REPUBLIKA.CO.ID, Oleh Afriza Hanifa
Dia bersafari dari satu tempat ke tempat lain demi mendapat faedah ilmu.
Setiap generasi pasti memiliki pembaruan yang menyelamatkan Muslimin dari kebodohan. Merekalah para mujaddid yang menjadi lentera di tengah kegelapan dunia.
Di bidang penafsiran kitabullah, setelah generasi ulama tafsir ternama Syaikh Ibnu Katsir, lahir generasi ulama penerus, Syaikh As-Sa’diy.

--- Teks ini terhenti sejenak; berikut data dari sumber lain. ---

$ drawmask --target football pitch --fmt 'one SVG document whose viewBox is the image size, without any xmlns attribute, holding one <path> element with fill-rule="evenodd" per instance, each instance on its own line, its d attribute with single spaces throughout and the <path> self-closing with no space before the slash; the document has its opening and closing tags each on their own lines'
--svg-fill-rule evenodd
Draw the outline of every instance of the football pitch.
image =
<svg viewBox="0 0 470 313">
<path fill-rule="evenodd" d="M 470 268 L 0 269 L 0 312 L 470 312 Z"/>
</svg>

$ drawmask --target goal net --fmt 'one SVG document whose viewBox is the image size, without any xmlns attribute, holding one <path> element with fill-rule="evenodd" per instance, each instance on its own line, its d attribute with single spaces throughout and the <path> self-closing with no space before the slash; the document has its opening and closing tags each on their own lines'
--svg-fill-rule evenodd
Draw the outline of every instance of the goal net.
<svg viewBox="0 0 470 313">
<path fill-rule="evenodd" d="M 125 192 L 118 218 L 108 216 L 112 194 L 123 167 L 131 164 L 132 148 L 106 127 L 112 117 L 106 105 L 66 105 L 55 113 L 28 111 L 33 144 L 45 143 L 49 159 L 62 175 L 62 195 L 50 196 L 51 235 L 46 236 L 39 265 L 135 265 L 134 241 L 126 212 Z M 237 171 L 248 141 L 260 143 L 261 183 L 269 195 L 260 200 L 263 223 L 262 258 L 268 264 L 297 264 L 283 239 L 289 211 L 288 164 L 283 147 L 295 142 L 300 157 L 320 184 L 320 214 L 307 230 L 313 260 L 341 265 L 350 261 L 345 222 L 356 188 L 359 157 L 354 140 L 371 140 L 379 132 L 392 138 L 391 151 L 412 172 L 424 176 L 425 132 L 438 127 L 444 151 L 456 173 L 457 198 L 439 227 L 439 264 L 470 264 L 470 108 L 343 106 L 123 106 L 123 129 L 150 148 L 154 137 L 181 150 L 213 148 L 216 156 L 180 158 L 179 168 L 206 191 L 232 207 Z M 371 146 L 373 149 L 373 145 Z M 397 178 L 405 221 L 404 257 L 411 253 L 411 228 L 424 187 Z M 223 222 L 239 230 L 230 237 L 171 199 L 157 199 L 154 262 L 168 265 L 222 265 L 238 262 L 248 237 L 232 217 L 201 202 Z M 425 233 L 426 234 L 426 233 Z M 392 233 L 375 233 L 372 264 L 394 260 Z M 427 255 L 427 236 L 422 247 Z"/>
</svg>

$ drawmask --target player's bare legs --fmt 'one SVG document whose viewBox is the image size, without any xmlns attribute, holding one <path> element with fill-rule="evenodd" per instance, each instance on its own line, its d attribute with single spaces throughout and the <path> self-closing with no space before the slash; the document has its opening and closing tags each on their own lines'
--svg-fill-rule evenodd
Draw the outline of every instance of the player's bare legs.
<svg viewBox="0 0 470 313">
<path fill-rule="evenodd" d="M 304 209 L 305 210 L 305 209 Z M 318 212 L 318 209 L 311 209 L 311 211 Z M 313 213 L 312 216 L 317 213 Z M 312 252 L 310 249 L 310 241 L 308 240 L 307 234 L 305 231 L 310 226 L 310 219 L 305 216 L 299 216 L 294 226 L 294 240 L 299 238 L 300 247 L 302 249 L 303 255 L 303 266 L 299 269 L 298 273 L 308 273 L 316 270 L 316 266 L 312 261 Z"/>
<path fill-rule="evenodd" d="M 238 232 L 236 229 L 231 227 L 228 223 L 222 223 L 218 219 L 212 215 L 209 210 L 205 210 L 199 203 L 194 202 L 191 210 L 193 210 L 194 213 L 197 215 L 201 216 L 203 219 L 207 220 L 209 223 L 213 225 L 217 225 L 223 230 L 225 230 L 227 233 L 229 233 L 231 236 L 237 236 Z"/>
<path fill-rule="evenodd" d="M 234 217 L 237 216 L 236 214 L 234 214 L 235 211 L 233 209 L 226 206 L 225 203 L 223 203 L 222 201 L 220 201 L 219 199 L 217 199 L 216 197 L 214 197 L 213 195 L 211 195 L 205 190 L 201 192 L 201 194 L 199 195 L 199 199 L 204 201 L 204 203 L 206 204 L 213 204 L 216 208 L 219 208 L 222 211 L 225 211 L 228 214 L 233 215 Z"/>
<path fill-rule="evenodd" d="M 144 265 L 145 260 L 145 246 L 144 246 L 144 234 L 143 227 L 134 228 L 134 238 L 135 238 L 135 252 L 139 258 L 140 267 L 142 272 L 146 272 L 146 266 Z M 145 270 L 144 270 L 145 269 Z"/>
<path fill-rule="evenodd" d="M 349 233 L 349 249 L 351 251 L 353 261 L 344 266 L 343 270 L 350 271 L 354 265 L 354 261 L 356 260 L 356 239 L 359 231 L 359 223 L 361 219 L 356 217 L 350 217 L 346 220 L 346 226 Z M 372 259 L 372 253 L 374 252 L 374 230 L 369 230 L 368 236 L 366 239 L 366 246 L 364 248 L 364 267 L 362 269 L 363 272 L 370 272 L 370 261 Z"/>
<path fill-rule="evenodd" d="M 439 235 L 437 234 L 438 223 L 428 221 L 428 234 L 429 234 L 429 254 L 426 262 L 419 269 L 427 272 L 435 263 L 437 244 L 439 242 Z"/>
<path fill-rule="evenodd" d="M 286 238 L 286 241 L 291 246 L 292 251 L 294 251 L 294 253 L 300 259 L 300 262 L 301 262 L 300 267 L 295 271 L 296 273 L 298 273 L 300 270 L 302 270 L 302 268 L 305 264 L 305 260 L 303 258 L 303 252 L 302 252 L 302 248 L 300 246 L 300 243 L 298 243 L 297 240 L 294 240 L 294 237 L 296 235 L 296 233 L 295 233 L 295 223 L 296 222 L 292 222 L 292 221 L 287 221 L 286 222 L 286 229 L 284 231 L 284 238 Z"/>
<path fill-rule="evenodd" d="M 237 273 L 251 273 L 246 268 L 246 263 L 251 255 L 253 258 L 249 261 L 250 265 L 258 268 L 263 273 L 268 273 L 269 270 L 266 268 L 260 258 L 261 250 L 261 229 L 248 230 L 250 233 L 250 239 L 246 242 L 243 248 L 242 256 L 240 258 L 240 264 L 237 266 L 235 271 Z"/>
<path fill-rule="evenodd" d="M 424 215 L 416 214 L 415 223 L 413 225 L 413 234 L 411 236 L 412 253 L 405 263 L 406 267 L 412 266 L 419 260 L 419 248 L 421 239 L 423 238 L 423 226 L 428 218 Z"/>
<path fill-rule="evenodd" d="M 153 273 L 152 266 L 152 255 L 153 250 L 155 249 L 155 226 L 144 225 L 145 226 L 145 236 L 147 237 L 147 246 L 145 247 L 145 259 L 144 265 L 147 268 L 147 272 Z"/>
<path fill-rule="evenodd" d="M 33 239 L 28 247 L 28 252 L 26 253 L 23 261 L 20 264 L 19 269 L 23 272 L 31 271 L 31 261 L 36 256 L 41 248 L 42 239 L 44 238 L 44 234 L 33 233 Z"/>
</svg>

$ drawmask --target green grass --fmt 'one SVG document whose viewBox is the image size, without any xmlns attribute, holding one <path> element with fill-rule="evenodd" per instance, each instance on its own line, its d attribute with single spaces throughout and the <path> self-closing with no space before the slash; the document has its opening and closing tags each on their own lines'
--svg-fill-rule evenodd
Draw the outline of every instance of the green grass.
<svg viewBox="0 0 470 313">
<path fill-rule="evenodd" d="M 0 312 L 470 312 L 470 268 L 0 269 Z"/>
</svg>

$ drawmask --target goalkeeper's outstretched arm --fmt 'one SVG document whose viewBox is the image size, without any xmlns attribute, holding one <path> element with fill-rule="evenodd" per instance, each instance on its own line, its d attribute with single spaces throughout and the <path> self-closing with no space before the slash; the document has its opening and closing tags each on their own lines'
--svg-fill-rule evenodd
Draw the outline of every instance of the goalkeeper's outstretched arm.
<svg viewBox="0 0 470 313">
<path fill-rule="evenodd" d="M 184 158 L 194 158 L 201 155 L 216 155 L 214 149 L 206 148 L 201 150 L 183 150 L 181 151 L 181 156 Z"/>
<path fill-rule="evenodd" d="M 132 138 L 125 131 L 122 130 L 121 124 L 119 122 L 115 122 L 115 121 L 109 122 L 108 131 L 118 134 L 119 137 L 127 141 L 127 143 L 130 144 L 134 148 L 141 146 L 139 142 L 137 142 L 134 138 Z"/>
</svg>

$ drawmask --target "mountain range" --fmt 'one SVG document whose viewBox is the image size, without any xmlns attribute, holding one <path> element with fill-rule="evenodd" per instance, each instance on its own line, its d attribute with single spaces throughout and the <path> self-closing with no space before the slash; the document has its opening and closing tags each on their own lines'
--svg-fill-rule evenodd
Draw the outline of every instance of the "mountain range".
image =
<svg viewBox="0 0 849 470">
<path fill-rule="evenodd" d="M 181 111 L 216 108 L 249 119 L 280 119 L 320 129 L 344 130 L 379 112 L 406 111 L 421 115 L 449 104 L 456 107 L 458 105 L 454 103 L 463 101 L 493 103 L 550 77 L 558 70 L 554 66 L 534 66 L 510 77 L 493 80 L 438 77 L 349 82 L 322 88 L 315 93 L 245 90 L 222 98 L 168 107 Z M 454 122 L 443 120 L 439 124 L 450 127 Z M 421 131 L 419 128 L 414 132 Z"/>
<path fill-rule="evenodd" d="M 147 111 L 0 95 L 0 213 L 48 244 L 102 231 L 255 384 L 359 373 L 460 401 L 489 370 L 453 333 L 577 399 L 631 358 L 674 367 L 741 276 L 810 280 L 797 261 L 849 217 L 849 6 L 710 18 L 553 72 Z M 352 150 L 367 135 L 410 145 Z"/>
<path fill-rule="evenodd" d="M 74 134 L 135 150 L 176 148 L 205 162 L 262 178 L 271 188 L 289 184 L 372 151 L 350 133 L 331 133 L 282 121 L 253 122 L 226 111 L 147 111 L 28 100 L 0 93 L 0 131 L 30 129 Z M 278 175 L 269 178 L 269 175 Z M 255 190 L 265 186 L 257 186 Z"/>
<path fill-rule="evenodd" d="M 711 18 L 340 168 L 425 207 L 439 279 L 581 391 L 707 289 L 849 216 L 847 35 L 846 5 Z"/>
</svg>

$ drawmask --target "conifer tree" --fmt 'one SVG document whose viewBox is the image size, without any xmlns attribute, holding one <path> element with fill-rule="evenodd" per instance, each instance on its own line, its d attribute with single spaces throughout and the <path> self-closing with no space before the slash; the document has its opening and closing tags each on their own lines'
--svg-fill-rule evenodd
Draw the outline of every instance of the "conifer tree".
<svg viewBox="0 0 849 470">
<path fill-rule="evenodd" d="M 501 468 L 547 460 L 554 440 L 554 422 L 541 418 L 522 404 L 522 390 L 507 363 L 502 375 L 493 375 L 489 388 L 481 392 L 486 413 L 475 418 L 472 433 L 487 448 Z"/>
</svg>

Nama lengkapnya Abu Abdillah Abdurrahman bin Naashir bin Abdullah bin Nashir As Sa’di. Syaikh berasal dari Bani Tamim yang lahir di Kota Unaizah, Qasim, wilayah Najd, Arab Saudi pada 12 Muharram 1307 Hijriyah atau 1886 Masehi.

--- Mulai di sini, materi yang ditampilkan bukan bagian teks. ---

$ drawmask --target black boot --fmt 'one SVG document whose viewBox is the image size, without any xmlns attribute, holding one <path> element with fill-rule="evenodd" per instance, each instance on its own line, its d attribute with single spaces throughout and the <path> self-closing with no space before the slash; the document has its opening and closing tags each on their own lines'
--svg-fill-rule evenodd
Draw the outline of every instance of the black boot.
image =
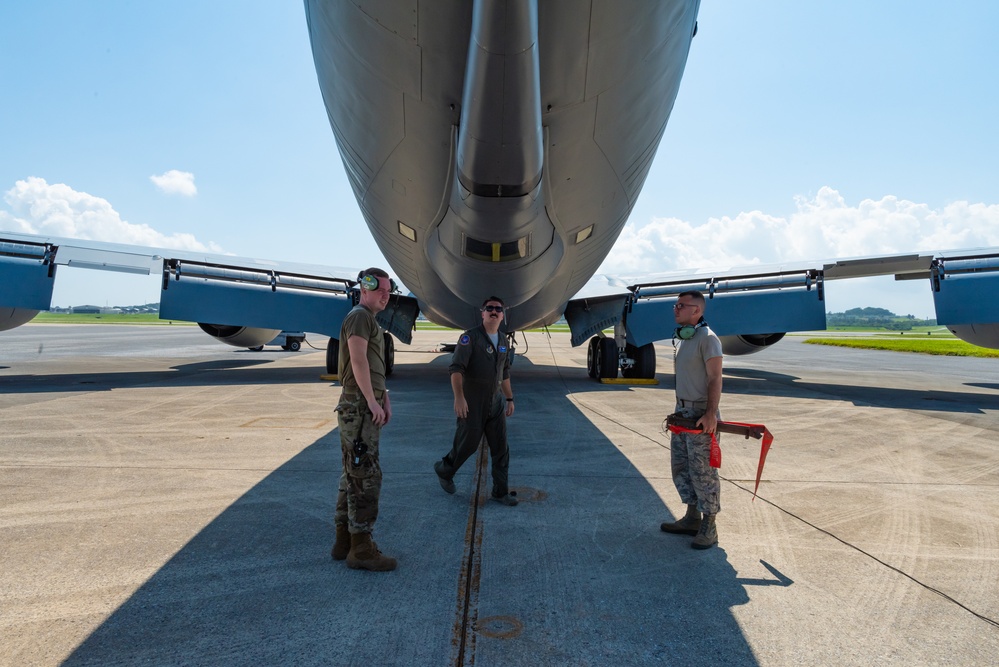
<svg viewBox="0 0 999 667">
<path fill-rule="evenodd" d="M 444 489 L 448 493 L 454 493 L 455 491 L 454 480 L 450 477 L 447 477 L 444 474 L 443 470 L 444 470 L 444 460 L 442 459 L 434 464 L 434 472 L 437 473 L 437 481 L 441 483 L 442 489 Z"/>
</svg>

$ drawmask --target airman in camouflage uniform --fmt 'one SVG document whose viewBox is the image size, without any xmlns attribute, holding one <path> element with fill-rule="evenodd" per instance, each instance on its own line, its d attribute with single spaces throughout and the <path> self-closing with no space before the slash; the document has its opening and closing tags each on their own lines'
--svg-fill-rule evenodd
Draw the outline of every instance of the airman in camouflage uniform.
<svg viewBox="0 0 999 667">
<path fill-rule="evenodd" d="M 660 526 L 667 533 L 694 535 L 691 546 L 695 549 L 718 544 L 715 515 L 721 510 L 718 470 L 711 467 L 710 456 L 711 436 L 718 437 L 716 426 L 721 419 L 722 347 L 703 313 L 704 296 L 697 291 L 683 292 L 673 306 L 677 324 L 674 344 L 680 339 L 673 360 L 675 411 L 696 419 L 703 432 L 670 434 L 673 484 L 687 505 L 687 513 L 679 521 Z"/>
<path fill-rule="evenodd" d="M 347 313 L 340 329 L 339 374 L 343 392 L 336 406 L 343 472 L 337 494 L 334 560 L 353 569 L 394 570 L 394 558 L 382 555 L 371 539 L 378 518 L 382 469 L 378 441 L 392 418 L 385 388 L 385 339 L 375 315 L 388 305 L 392 282 L 381 269 L 358 276 L 360 303 Z"/>
</svg>

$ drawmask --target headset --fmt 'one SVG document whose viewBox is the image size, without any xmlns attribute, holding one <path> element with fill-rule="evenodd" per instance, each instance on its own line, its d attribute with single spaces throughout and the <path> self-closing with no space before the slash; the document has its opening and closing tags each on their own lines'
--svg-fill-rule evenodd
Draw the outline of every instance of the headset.
<svg viewBox="0 0 999 667">
<path fill-rule="evenodd" d="M 395 292 L 397 289 L 399 289 L 398 285 L 395 284 L 394 280 L 389 278 L 388 281 L 389 281 L 390 293 Z M 368 292 L 374 292 L 376 289 L 378 289 L 378 276 L 361 271 L 360 273 L 357 274 L 357 283 L 358 285 L 361 286 L 361 289 L 366 290 Z"/>
<path fill-rule="evenodd" d="M 697 324 L 684 324 L 682 327 L 677 327 L 673 330 L 673 338 L 679 338 L 680 340 L 690 340 L 697 333 L 697 330 L 701 327 L 708 326 L 708 323 L 701 318 L 701 321 Z"/>
</svg>

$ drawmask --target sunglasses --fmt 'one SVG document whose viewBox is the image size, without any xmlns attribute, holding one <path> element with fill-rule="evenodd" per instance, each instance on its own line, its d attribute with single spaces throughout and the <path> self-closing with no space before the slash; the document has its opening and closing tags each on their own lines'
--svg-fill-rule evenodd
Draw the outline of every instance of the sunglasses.
<svg viewBox="0 0 999 667">
<path fill-rule="evenodd" d="M 503 312 L 503 306 L 485 306 L 485 307 L 482 308 L 482 310 L 484 310 L 486 312 L 489 312 L 489 313 L 492 313 L 492 312 L 502 313 Z"/>
<path fill-rule="evenodd" d="M 696 303 L 674 303 L 673 310 L 683 310 L 684 308 L 693 308 L 696 305 L 697 305 Z"/>
</svg>

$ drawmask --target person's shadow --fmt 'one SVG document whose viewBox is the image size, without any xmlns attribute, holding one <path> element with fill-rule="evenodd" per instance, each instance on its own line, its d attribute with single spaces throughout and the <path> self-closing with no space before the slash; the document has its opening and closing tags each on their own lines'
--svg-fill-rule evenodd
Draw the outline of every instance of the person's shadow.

Sejak usia sangat belia, syaikh telah kehilangan kedua orang tuanya. Sang ibu wafat saat dia baru berusia empat tahun. Kemudian, sang ayah juga meninggal saat syaikh berusia tujuh tahun.

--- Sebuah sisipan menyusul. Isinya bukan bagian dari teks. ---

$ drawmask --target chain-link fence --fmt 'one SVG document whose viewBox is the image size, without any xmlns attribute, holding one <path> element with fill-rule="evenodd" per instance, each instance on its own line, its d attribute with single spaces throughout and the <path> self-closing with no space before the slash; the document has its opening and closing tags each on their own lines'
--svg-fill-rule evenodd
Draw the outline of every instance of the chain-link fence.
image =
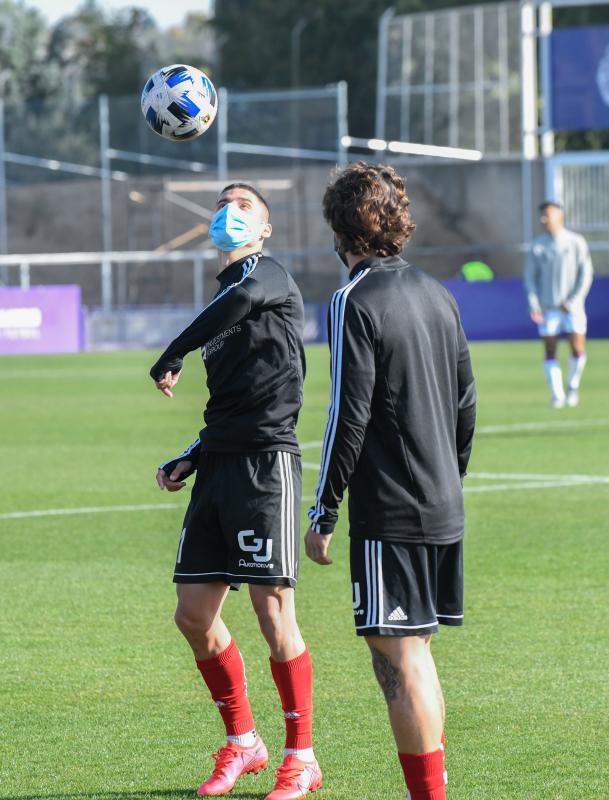
<svg viewBox="0 0 609 800">
<path fill-rule="evenodd" d="M 395 16 L 379 45 L 378 138 L 520 151 L 518 3 Z"/>
<path fill-rule="evenodd" d="M 217 194 L 239 179 L 269 200 L 271 251 L 302 273 L 311 291 L 334 288 L 338 270 L 323 222 L 311 224 L 313 209 L 320 217 L 319 197 L 312 199 L 312 172 L 303 164 L 315 173 L 316 161 L 344 162 L 345 93 L 344 84 L 297 91 L 221 89 L 215 125 L 180 144 L 150 131 L 139 97 L 65 108 L 52 103 L 5 108 L 2 249 L 24 254 L 204 249 Z M 326 278 L 320 282 L 309 273 Z M 206 295 L 213 274 L 205 259 Z M 18 280 L 17 271 L 6 268 L 2 277 Z M 92 305 L 192 303 L 195 293 L 192 270 L 155 261 L 154 255 L 122 263 L 107 259 L 98 271 L 77 262 L 62 269 L 32 260 L 29 280 L 77 282 Z"/>
</svg>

Dia akhirnya tinggal bersama ibu tiri dan seorang saudara laki-laki. Kendati demikian, syaikh tumbuh besar sebagai seorang anak yang amat cerdas.
Sejak kecil Syaikh As-Sa’diy sudah memperlihatkan kemampuan intelektual yang luar biasa. Dia pun sangat semangat dan rajin dalam menuntut ilmu. Setiap ulama berkunjung ke kotanya, syaikh tak pernah absen dalam majelis mereka.
Tak heran jika dia telah menghafal Alquran dengan qiraah yang baik dan sempurna saat baru berusia 11 tahun. Sejak itulah, syaikh membulatkan tekad untuk fokus mempelajari ilmu agama.
Begitu banyak perjuangan syaikh demi mendapatkan ilmu agama. Dia bersafari dari satu tempat ke tempat lain demi mendapat faedah ilmu. Sebanyak mungkin ilmu harus ia peroleh, demikian tekad syaikh.